Editorial Rss

Performance Through Parallism

When tuning a database environment for performance, Jim has found contradicting advice for configuring SQL Server for parallel performance. Jim writes:

The question that plagues me is what to do about parallelism in an OLTP environment. I know two eminent SQL Server experts that take polar opposite views on the issue. The one expert says that the "Cost Threshold for Parallelism" default value of 5 was set back when processors were nowhere as robust as they are now. We are basically letting a good machine thrash when we don't bump this up to 20, 30, or even 50. The other expert says (and this falls in line with what you are saying with the Optimizer) to let the experts at Microsoft manage this. Bump up the threshold value only when necessary, and you will find that in the long run it will manage itself very well. Which is correct? I dunno. But I think I am leaning to the side that says to leave it alone until necessary.

Before taking on the question of how to configure for parallelism, let me give a simple explanation of what is going on. When executing a query, it is often possible to break the tasks of the query up into multiple threads, and then bring the results back together. A good example might be a merge join. It can retrieve data from two different pipelines concurrently on different threads, and then feed them to another thread performing the merge of the two different sets. I don’t know that this is exactly what SQL Server is doing. But, the concept represents breaking up a big task into multiple smaller, concurrent tasks.

Let’s consider the problem mathematically. How many cores are available for your SQL Engine? If you have 4 cores, and your query is broken up into more than 4 parallel tasks, SQL Server will have to do context switching, a very expensive process, in order to maintain the separate threads.. 

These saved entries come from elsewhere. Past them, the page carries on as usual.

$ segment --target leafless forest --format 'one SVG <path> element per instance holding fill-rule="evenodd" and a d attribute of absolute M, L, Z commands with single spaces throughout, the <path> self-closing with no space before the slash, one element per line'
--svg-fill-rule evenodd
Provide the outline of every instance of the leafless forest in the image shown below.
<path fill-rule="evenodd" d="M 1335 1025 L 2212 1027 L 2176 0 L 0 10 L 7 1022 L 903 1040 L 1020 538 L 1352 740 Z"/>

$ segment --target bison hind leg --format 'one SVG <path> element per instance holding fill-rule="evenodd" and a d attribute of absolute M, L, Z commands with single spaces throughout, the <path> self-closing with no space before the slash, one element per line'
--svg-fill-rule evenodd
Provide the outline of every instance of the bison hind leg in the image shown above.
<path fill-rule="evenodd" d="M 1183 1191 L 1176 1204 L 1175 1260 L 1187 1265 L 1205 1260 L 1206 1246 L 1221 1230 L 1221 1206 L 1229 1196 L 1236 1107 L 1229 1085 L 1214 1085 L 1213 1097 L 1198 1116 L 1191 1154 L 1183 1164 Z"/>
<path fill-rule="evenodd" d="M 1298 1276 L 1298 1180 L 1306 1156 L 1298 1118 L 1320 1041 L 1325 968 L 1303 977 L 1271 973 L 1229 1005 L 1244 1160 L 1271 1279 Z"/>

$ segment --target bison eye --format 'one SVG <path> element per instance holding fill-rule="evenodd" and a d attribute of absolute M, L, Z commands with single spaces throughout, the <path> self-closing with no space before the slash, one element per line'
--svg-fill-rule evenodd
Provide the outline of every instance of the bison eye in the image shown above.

The problem exacerbates. How often does SQL Server perform more than a single concurrent query? So, if two or more queries are able to be divided up into multiple threads, they all compete for the limited number of cores. After some point, the cost of context switching is more expensive than the benefit achieved by parallel threads.

Since you can only set the max degrees of parallelism to a single value, I have found that the only way to get the optimum setting is to test under peak load. You need to track query performance, change the setting, and then do the same test again. 

I compare the setting in my mind to that of using the Parallel library in dot net. You can specify, in a parallel foreach loop, the number of parallel threads to allow in a process. On my laptop, with 4 cores, if I set the value greater than 4, the performance is worse. The higher the number, the slower it is to perform all of the work. Sometime, depending on the number of concurrent threads in the application already, it is better to set it to 2 or less. The reason, once again, is that there are only so many concurrent threads available at one time. Requesting more than that in your application causes it to slow down everything due to context switching.

So, unless you have a massive number of cores, or rarely run concurrent queries, I can’t imagine a value greater than 5 being useful. Remember, multi-threading doesn’t necessarily speed things up. It just makes it look like multiple things are running at the same time. You only experience performance boost if you have more available processors than you have concurrent threads.

I would like to note that my thoughts here are from logical reasoning, and personal experience. I have had a time where I set the max parallel configuration to 2 on a production machine with 24 cores. We had instrumented query performance on the machine so that we could track execution times. As a result, we could change the configuration, and observer the trend change for query performance. Over a period of 5 to 10 minutes of heavy usage, we could easily see a difference in the configuration setitngs.

While a higher degree of parallism resulted in a much lower MIN execution time over the period, the MEDIAN and AVERGE times were much higher. We were more concerned with having a consistent performance, than peaks and valleys. So, the lower setting was preferable. I cannot telly you the technical reasons for the difference. However, I find the pragmatic approach is often more valuable than a deep understanding of the internals in this case.